Tuesday, August 26, 2014

Ring (pt.1)

Ponselku berdering, memecah keheningan ruangan yang kutempati saat ini. Kulihat namanya muncul di layar ponselku, dengan ikon gagang telpon berwarna hijau yang muncul di sisi kanan namanya. Kutaruh cangkir kopi yang kupegang dan segera kuambil ponselku, lalu kujawab panggilan yang masuk untukku. 

"Halo?" 
"Halo? Ezar lagi dimana?" 

Aku tertegun sejenak. Sudah lama aku tak mendapatkan panggilan telpon darinya. Rasanya aku rindu dengan momen seperti ini--momen aku berbicara dengannya melalui telpon. Tiga tahun terakhir ini kami saling berhubungan melalui Skype, jadi saat ini agak aneh rasanya saat ia menelponku. 

"Zar?" 
"Eh, ya. Halo? Err.. Aku masih di kantor. Kamu udah sampai?" 
"Ini aku udah turun dari pesawat" 
"Hmm.. Ke Bandung naik apa?" 
"Ada shuttle van yang pergi ke Bandung setiap satu jam sekali. Aku ambil jadwal yang tercepat. Mungkin sampai Bandung sekitar jam empat sore" 
"Oke. Nanti kujemput dimana?" 
"Aku turun di BTC. Kalau mau kamu jemput di BTC aja
"Oke. Nanti aku jemput kamu disana. Aku selesai kerja jam setengah empat dan nanti langsung kesana" 
"Ya. Aku tunggu. Oh ya, ajak Reyhan juga ya. Aku kangen adik kamu" 
"Beres. Aku nanti suruh dia ke BTC" 
"Loh, memangnya kamu nggak jemput dia dari sekolahnya?" 
"Kalau aku jemput dulu dia, nanti lama di perjalanannya. Lagian jaraknya lumayan jauh dari tempat kerjaku ke sekolah Reyhan" 
"Ya sudah kalau begitu. Nanti ketemu disana ya" 
"Ya. Hati-hati di jalan" 
"Thanks, dear. I love you
"I love you, too

Percakapan di ponsel pun berakhir. Aku tersenyum senang dan begitu tak sabar untuk segera bertemu dengannya. Tiga tahun bukanlah waktu yang terasa sebentar, dan penantianku membuat tiga tahun terasa begitu lama. Namun penantianku akan terbayar sudah hari ini karena aku akan bertemu dengannya. Kuharap ia tak banyak berubah. Kuharap ia tak memotong pendek rambutnya. Aku benar-benar tak sabar ingin segera bertemu dengannya. Jantungku berdegup kencang karena aku sangat bahagia--sangat bahagia sampai-sampai aku bisa mati karena kebahagiaan yang kurasakan saat ini. Aku pun tak sabar ingin segera membaca novel yang ia tulis, yang telah diterbitkan di London. 

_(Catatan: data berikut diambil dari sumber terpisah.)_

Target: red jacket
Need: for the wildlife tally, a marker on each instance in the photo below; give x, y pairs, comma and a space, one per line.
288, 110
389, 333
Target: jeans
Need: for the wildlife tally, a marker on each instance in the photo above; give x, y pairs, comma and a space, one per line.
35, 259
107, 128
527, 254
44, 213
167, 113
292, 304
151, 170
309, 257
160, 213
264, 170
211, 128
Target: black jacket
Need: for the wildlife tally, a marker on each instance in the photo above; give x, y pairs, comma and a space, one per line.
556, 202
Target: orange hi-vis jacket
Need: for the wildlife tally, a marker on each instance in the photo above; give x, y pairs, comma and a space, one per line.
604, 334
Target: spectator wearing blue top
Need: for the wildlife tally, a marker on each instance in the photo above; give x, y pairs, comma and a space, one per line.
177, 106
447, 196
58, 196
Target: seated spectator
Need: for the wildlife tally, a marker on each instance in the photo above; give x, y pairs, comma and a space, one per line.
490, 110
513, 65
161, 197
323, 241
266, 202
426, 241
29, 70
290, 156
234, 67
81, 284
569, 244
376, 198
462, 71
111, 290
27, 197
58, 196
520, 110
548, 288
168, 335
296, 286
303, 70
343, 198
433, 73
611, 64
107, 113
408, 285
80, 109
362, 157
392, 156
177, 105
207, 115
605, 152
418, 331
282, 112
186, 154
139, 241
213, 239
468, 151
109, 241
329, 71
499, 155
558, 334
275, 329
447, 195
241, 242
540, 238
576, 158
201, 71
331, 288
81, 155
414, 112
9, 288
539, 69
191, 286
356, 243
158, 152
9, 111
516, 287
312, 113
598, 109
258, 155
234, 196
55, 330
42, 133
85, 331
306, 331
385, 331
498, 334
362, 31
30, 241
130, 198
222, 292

"Kelihatannya senang banget, Zar," ujar Adit yang mengintipku dari atas tembok kubikelku. 
"Alia udah pulang," jawabku, "Nanti kita mau ketemu sekitar jam 4" 
"Seneng banget ya yang calon istrinya udah balik dari luar negeri," ujar Adit iri. 
"Makanya Dit, cepat cari calon dong," balasku seraya tersenyum jahil. 
"Bantuin cari kek. Capek nih tiga tahun sendiri mulu," ujarnya memelas. 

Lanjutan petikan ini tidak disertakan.